Unit testing checks that a single unit of functionality works as expected, testing the module in isolation to check that the outputs are what one would expect given the specified inputs. It is possible to run these tests every time code is changed and such tests are possible using dummy fake data designed to test how a module performs given both usual and unusual data inputs.

Integration and system testing test the combination of modules together as well as their interactions with other components within a wider ecosystem. For a simple application with few interactions, integration tests can be straightforward but such testing can be complex and involved when there are multiple different interactions, particularly when those interactions are with other systems that have been created by other vendors.

It is possible to run such tests in a specific environment for tests in which there are fake ‘mock’ services. For example, one might have a fake patient administration system or a fake laboratory information system running with dummy information in order to test interactions between those systems. However, at some point during application development, the application must be deployed.

Software applications are not like buying a car. When I go and buy a car, I know that it will work on the road and it will fit onto my drive and I’ll take care that it’s got the right number of seats for my family. The car design has been tested and quality tests would have been performed before it was ready for purchase. I can buy it and drive it home.

Instead, software development is much more like teaching your child to ride a bicycle. We can use dummy data like we use stabilisers, but at some point we have to take off those stabilisers! Similarly, at some point, we need to expose our new application to real data.

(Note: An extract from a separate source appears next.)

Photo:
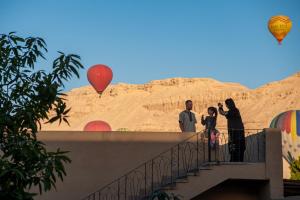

Now if you are anything like me when teaching a child to ride a bicycle, you took off the stabilisers and then ran very quickly alongside the child as they wobbled precariously from side-to-side! In the same way, any responsible organisation writing software applications cannot and should not hand over their application without further monitoring and testing to ensure that what you think will work does not work in a live environment. Once in the live environment, it would be unreasonable for a software company to not perform additional testing to be sure that their software works as expected. Similarly, we run next to our child and check that they are safe and don’t forget to keep on pedalling!

Conclusions

It is important to have robust scrutiny in relation to the use of patient-identifiable information by third-parties. However, I am surprised that Dame Caldicott has suggested that it might be inappropriate to test software systems designed for direct care with real patient information. I would argue that such testing is necessary in the final stages of development to ensure that new technology is safely deployed in live clinical environments.


Update 4th June 2017:

It has been pointed out to me that I have not explicitly explained the difference between two distinct workstreams in this post. In order to build software, it is usually appropriate to break up a large problem into distinct and manageable chunks of work. If it were me developing this application, we’d break it up like this:

  1. Integrate data from two different laboratory and patient administrative systems across sites within the Trust and provide a unified view of results from those systems to clinicians.
  2. Develop an acute kidney injury algorithm in code.
  3. Deployment.

Now, all aspects of that work need “testing”. Only (2) needs certification as a medical device. It seems entirely reasonable to me that a transfer of data would be needed in order to develop and test (1), and that could be done before or after the certification of (2). Indeed, testing and certifying (2) doesn’t actually need real patient data - the MHRA simply needs to know that a medical device “does what it says on the tin”.